Since then, Hollywood has asked Rhys to return to slight variations on the theme in such outings as The Replacements, Human Nature and Danny Deckchair. But because of his scene-stealing antics, he tends to stick out like a sore thumb. And while that might work with humorous material, it spells disaster for a relatively-solemn mood piece like Enduring Love.
The film was adapted by director Roger Michell (Notting Hill) from the Ian McEwan best seller of the same name. How many times have I said the book was better? 947. Well, make that 948. For the 272-page novel has been trash-compacted beyond recognition into a virtually-unwatchable affair.
Though the compromises have rendered the picture into little more than a shadowy, silhouetted stalking flick, it nonetheless insists on masquerading as an introspective examination of human relationships. As the story opens, we find the profoundly-disturbed Jed (Ifans) developing a crush on Joe (Daniel Craig) at the scene of a tragic balloon accident. They and a couple of other strangers had vainly attempted to restrain a runaway dirigible hovering over the ground with a frightened young boy alone in its basket.
It doesn't matter to Jed that Joe isn't gay or that he was picnicking in the lush meadow that day in order to propose to his girlfriend, Claire (Samantha Morton). No, an aroused Jed misreads their incidental eye contact and sharing a prayer over a body as an excuse to stalk his prey for the next 90 minutes of the movie.
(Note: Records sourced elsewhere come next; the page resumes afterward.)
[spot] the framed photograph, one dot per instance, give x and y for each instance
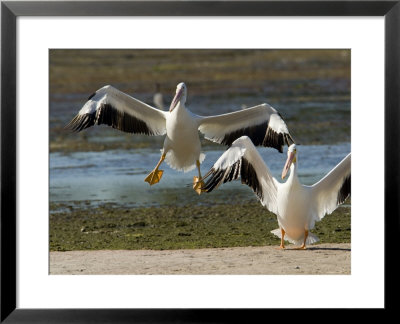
(344, 53)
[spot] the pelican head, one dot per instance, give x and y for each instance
(292, 152)
(180, 96)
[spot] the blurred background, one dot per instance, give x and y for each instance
(310, 89)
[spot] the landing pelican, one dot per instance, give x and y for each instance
(297, 206)
(182, 147)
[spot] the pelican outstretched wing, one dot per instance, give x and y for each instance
(114, 108)
(242, 160)
(333, 189)
(262, 124)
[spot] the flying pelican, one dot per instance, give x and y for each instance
(182, 147)
(297, 206)
(158, 98)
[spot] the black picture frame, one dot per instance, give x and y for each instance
(11, 10)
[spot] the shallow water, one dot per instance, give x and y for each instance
(118, 176)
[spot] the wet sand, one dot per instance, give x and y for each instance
(317, 259)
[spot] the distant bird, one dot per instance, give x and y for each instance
(182, 147)
(158, 98)
(297, 206)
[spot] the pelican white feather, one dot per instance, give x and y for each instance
(182, 147)
(297, 206)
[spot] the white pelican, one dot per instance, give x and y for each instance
(182, 147)
(158, 98)
(297, 206)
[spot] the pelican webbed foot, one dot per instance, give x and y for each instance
(154, 176)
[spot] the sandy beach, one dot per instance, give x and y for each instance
(317, 259)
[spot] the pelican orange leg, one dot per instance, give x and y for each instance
(155, 175)
(198, 183)
(282, 246)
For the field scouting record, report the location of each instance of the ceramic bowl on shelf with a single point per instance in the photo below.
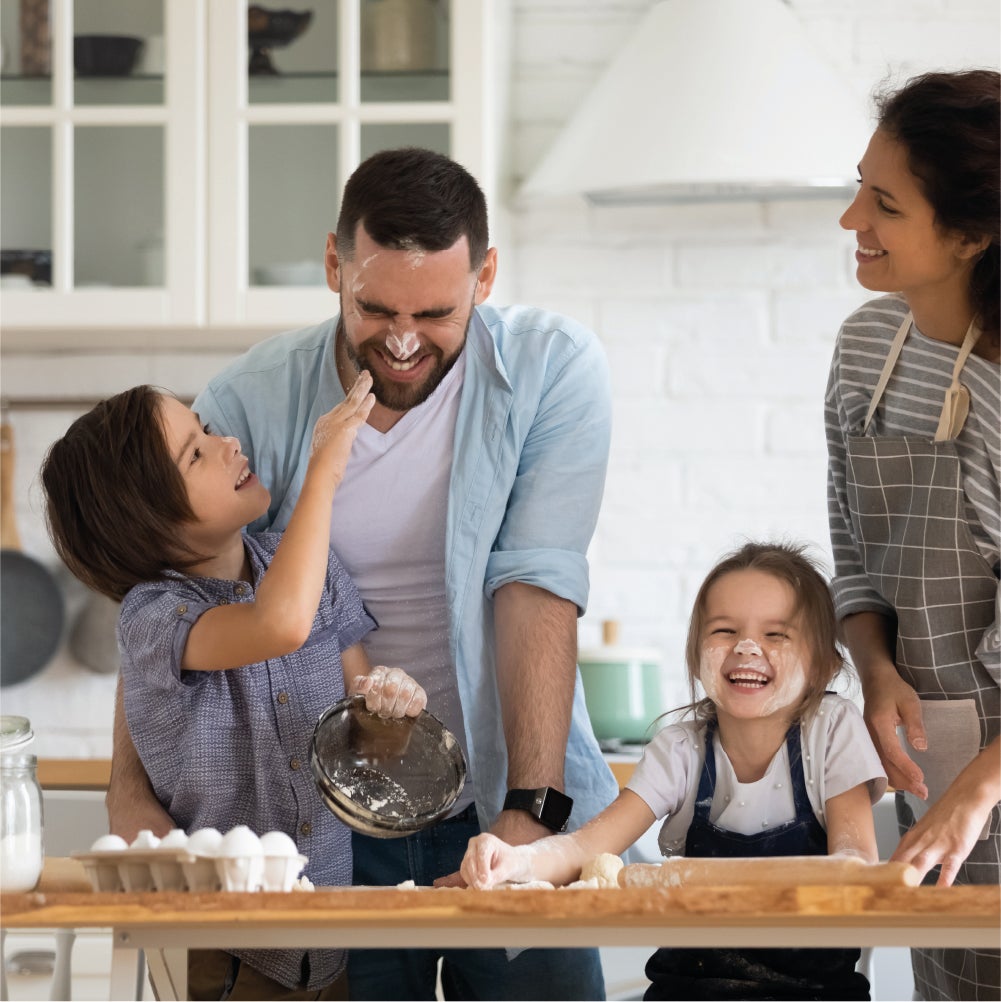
(105, 55)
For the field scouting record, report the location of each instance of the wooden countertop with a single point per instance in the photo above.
(740, 916)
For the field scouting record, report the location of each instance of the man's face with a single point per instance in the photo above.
(404, 313)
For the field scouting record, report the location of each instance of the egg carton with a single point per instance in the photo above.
(204, 861)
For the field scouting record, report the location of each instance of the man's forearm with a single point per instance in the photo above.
(536, 657)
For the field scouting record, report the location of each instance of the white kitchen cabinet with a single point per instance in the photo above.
(192, 193)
With a more persistent personality than Glenn Close in Fatal Attraction, the lunatic shows up unannounced at Joe's job, at Joe’s home and everywhere, embarrassing the professor at work and giving his freaked-out fiancee reason to worry. But because Jed is little more than a nut, the audience is never fed a satisfactory reason to care.
Witness this typical bit of dialogue between the homosexual hunter and his game: "We can't go on like this, Jo-Jo." "I don't even know you, you mad bastard." These oil-and-water exchanges grow wearisome rather quickly. So, by the time Jed finally takes his frustration out on the object of Joe's affection, it's oh so anti-climactic. And we still haven't learned a thing about anybody's deeper motivations in this mess of a movie.
Fair (1 star)
Rated R for excessive profanity, gruesome violence and disturbing images.